During model building, Driverless AI creates KMeans Clustering model on a subset of features (between 2 to 5). The feature subset size, columns to be used for clustering and the parameter tuning is decided during the genetic algorithm process. User can set the feature subset size (dimensionality of space to cluster) by fixed_interaction_depth parameter of the expert settings. The value should lie between 2 to 5. Say, fixed_interaction_depth=4, then clustering will be performed in 4D. If say, more than 4 features are present in the dataset (or after accounting for the pre-transformations like one-hot-encoding), then when doing genetic algorithm, DAI will select input features and model parameters (based on internal train/valid split(s)) to decide the best possible subset of 4 features and their parameter set to build the model that optimizes the scores.

The scorer takes the full dataset (pre transformed with all features) and labels for the rows as created by the (subset of features) clustering model to give the scores. It compares the output of the unsupervised transformer to its input.
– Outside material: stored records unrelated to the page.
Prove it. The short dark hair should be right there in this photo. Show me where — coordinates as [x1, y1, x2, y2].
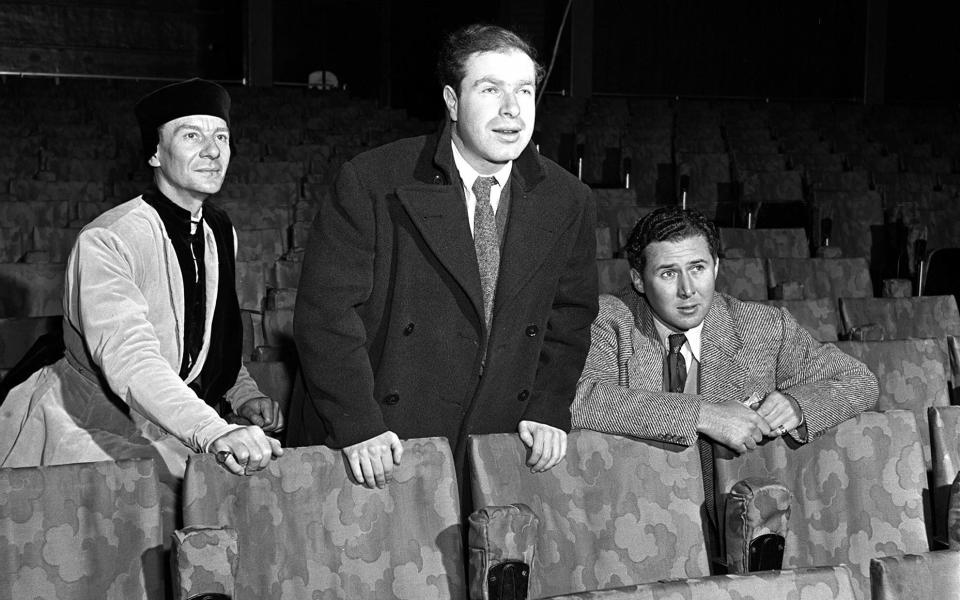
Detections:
[437, 24, 544, 95]
[625, 206, 720, 272]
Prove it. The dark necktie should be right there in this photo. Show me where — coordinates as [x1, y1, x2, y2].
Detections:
[667, 333, 687, 393]
[473, 175, 500, 329]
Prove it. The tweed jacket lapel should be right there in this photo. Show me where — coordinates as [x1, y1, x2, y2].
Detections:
[699, 294, 752, 403]
[621, 289, 752, 402]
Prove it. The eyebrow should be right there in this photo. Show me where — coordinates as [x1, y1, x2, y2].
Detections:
[471, 76, 536, 88]
[654, 258, 709, 270]
[171, 123, 229, 135]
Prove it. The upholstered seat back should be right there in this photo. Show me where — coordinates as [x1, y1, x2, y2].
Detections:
[182, 437, 464, 600]
[469, 429, 709, 599]
[0, 458, 165, 600]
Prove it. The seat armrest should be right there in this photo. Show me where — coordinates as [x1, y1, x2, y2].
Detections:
[469, 504, 539, 600]
[724, 477, 792, 573]
[172, 526, 238, 600]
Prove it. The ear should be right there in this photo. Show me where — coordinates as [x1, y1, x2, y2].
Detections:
[712, 256, 720, 278]
[629, 268, 645, 295]
[147, 148, 160, 168]
[442, 85, 459, 122]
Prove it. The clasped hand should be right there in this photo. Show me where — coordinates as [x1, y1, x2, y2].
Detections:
[697, 391, 802, 454]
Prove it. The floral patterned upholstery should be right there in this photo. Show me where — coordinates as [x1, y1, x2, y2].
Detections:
[838, 295, 960, 341]
[870, 549, 960, 600]
[716, 258, 769, 301]
[539, 565, 857, 599]
[761, 298, 841, 341]
[469, 503, 539, 600]
[929, 406, 960, 546]
[767, 257, 874, 300]
[713, 410, 929, 599]
[719, 227, 809, 259]
[835, 339, 951, 469]
[468, 430, 709, 599]
[172, 526, 238, 600]
[180, 438, 465, 600]
[0, 458, 166, 600]
[723, 477, 792, 573]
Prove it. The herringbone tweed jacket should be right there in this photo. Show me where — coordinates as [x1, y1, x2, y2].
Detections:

The Insights tab of the experiment gives a peek into the working of clustering transformer on the subset of features to build the best model. It lists the cluster sizes and centroids for the features in the cluster. The plot displays the cluster separation in 2 dimensions and is color coded for easy visualization. Aggregator algorithm is used to reduce the datasize for the plot. This is a preview of the custom visualization capability (using Vega) that is coming soon to DAI.
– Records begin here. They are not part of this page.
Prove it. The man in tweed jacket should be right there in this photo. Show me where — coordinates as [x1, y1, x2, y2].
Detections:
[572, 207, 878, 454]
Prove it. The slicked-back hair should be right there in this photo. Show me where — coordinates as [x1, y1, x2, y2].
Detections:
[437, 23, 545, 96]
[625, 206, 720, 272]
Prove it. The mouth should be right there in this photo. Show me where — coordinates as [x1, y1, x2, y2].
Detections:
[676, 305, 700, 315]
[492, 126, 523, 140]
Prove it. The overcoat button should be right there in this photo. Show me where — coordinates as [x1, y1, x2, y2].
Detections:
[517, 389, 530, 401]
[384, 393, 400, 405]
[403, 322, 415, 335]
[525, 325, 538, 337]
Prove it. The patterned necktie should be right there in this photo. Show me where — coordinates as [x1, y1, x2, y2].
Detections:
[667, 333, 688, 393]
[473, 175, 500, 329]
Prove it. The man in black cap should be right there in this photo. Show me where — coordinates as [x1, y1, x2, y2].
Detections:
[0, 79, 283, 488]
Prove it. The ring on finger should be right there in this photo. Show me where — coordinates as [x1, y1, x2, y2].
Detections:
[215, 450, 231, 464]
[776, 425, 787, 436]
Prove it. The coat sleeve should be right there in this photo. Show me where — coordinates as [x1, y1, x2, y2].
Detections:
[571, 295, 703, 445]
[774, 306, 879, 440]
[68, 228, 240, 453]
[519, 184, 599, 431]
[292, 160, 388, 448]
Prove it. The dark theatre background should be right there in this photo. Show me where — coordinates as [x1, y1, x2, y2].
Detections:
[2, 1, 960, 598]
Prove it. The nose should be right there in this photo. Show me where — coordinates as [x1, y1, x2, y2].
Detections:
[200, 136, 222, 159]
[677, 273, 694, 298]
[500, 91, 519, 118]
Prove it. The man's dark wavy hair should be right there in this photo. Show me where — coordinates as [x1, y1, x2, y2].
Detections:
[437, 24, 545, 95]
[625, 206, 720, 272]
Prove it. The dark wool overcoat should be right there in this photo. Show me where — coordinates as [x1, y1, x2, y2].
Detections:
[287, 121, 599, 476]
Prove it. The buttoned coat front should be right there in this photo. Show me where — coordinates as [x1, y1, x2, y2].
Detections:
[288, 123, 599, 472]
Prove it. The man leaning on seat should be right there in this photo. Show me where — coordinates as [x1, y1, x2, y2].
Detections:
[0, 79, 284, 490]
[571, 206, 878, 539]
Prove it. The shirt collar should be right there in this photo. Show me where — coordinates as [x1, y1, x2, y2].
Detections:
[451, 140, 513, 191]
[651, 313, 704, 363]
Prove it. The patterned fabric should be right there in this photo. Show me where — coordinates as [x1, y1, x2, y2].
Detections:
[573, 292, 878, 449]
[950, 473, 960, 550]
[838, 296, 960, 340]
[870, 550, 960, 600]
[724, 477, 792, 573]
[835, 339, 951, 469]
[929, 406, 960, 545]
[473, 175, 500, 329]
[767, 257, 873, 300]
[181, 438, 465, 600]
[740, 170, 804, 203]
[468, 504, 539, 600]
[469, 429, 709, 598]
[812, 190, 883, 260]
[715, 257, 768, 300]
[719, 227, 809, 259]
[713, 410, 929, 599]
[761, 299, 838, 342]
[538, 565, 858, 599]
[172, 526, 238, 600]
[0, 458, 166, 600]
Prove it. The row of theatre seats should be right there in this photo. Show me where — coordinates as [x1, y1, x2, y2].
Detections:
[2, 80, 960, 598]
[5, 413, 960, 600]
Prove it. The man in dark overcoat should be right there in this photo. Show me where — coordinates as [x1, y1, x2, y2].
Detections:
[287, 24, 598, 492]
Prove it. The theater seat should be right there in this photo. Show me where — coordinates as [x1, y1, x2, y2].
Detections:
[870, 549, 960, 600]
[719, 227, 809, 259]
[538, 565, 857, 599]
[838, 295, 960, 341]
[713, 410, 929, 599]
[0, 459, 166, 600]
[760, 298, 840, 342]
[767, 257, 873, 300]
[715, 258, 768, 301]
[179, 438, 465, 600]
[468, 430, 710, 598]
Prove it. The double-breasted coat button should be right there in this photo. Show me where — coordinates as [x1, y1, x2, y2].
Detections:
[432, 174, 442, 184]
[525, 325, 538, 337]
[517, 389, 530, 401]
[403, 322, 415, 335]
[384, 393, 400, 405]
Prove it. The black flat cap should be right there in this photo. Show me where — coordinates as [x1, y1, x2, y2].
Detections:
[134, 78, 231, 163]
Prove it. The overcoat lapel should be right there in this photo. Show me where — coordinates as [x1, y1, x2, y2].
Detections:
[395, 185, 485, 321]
After building the model, the Visualize Scoring Pipeline option can be used to inspect the pre transformations applied to the features, before building model (on subset of features) and scoring (on full set). It can also be used to inspect the features used to build the clustering model. The cluster labels can be created by predicting on the dataset.
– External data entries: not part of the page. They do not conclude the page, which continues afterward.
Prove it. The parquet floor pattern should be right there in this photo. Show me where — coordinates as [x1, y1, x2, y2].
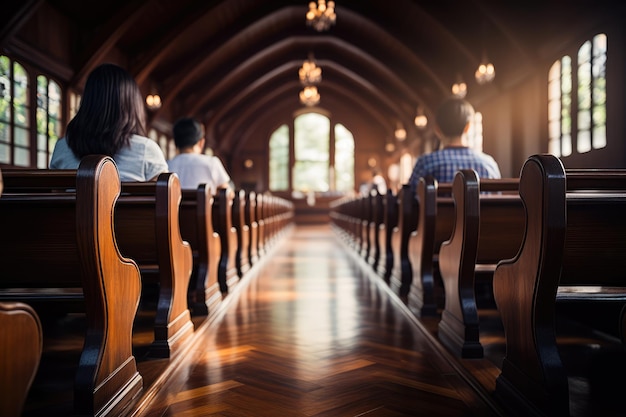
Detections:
[132, 225, 503, 417]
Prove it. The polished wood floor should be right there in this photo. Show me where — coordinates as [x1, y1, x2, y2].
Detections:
[22, 224, 626, 416]
[128, 224, 503, 417]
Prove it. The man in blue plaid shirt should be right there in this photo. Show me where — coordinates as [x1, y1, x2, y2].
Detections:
[408, 98, 501, 187]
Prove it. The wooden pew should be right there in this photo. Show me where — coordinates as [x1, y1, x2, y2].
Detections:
[267, 194, 295, 242]
[233, 189, 251, 278]
[437, 170, 523, 358]
[0, 302, 42, 417]
[245, 190, 259, 267]
[407, 177, 453, 317]
[367, 188, 384, 271]
[492, 154, 626, 416]
[377, 189, 397, 282]
[390, 184, 418, 299]
[0, 155, 143, 417]
[179, 185, 221, 316]
[213, 188, 239, 294]
[359, 192, 372, 260]
[115, 173, 194, 358]
[329, 195, 355, 245]
[255, 192, 266, 259]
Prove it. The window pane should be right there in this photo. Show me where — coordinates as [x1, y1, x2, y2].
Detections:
[293, 113, 329, 192]
[294, 113, 329, 161]
[560, 56, 572, 154]
[0, 142, 9, 163]
[548, 138, 561, 157]
[14, 125, 28, 146]
[592, 33, 607, 150]
[577, 130, 591, 153]
[0, 57, 9, 123]
[0, 120, 8, 145]
[14, 145, 30, 166]
[270, 124, 289, 191]
[561, 56, 572, 94]
[293, 161, 328, 192]
[578, 106, 591, 131]
[37, 150, 48, 168]
[548, 120, 560, 143]
[562, 134, 572, 156]
[334, 123, 354, 192]
[593, 125, 606, 149]
[37, 132, 46, 150]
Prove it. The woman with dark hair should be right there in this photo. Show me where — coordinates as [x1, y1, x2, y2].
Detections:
[50, 63, 168, 181]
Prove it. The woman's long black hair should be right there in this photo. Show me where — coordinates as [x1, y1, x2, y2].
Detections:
[65, 63, 147, 157]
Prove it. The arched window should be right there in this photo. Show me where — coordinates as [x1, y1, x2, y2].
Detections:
[269, 124, 289, 191]
[36, 75, 62, 168]
[548, 33, 606, 157]
[334, 123, 355, 192]
[269, 112, 355, 193]
[0, 55, 31, 166]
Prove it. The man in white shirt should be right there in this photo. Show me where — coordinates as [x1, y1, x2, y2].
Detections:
[167, 117, 232, 194]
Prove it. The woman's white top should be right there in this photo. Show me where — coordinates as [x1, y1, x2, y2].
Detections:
[50, 134, 169, 181]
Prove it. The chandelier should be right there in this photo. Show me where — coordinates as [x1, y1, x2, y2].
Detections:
[299, 85, 320, 106]
[306, 0, 336, 32]
[145, 93, 162, 110]
[299, 55, 322, 85]
[299, 54, 322, 106]
[414, 106, 428, 128]
[475, 61, 495, 84]
[451, 75, 467, 98]
[394, 122, 406, 141]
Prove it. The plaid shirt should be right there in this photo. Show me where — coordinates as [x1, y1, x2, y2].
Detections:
[408, 147, 501, 187]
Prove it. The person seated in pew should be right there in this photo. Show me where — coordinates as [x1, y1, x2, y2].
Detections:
[50, 63, 169, 181]
[408, 97, 501, 186]
[167, 117, 232, 194]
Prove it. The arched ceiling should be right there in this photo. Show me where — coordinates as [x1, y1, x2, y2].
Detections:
[2, 0, 617, 157]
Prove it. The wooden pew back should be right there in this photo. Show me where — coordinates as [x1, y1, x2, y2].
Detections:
[0, 155, 143, 417]
[407, 177, 453, 317]
[391, 184, 418, 298]
[179, 185, 221, 316]
[437, 170, 524, 358]
[368, 189, 384, 271]
[116, 173, 194, 358]
[377, 190, 397, 280]
[245, 190, 259, 266]
[212, 188, 238, 294]
[492, 154, 626, 416]
[0, 301, 42, 417]
[233, 189, 251, 277]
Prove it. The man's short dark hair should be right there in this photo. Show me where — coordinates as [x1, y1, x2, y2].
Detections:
[173, 117, 204, 149]
[435, 98, 475, 137]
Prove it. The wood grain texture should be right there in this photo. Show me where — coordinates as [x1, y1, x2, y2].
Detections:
[131, 225, 502, 417]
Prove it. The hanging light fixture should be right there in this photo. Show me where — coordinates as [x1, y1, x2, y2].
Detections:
[475, 19, 496, 85]
[299, 54, 322, 85]
[414, 106, 428, 129]
[475, 59, 495, 84]
[306, 0, 336, 32]
[394, 121, 406, 141]
[451, 75, 467, 98]
[145, 93, 162, 110]
[299, 53, 322, 106]
[299, 85, 320, 106]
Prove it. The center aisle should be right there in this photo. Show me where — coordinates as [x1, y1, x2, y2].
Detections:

To get cluster label assignments for the training (or any) dataset, then the fitted model can be used to make predictions, just like any supervised model. Note that overfitting can occur anytime when fit and predict are performed on the same dataset.

The clustering model produces MOJOs and Python scoring pipelines to deploy to production.

Clustering Pipeline

You can also write custom clustering recipes by defining your own pretransformer (i.e what columns with what encodings are fed in for clustering), clustering transformer, and scorer. To view an example, see the KMeans Clustering Using RAPIDS.ai recipe in the official Driverless AI recipes repository. (For best results, use the release branch that corresponds with your version of Driverless AI.)

Truncated SVD (Dimensionality Reduction)

Truncated SVD is a dimensionality reduction method and can be applied to a dataset to reduce the number of features before running say a supervised algorithm. It factorizes data matrix where the number of columns is equal to the specified truncation. It is useful in use cases where sparse data gets generated like recommender systems or in text processing like tfidf. Internally Driverless AI runs sklearn Truncated SVD implementation.

svd

Driverless AI exposes the TRUNCSVD transformer to reduce the number of features. Presently, none of the parameters can be toggled by the user. The n_components created by the TRUNCSVD transformer range between 1 and 5. (Note that these are considered random mutations.) After building the model, Visualizing scoring pipeline can be used to inspect the number of components created. Additionally, the dimensionality reduced dataset can be obtained by predicting on the dataset. Presently as there is no scorer being used for SVD experiment, when doing genetic algorithm, the model will converge immediately and use one of the models from the tuning phase as the final model.

The Dimensionality Reduction model produces MOJOs and Python scoring pipelines to deploy to production.

Unsupervised Custom Recipes

Driverless AI supports custom Python recipes for unsupervised learning. You can write custom unsupervised recipes by defining your own pretransformer, transformer, and scorer. To view examples, see the official Driverless AI recipes repository. (For best results, use the release branch that corresponds with your version of Driverless AI.)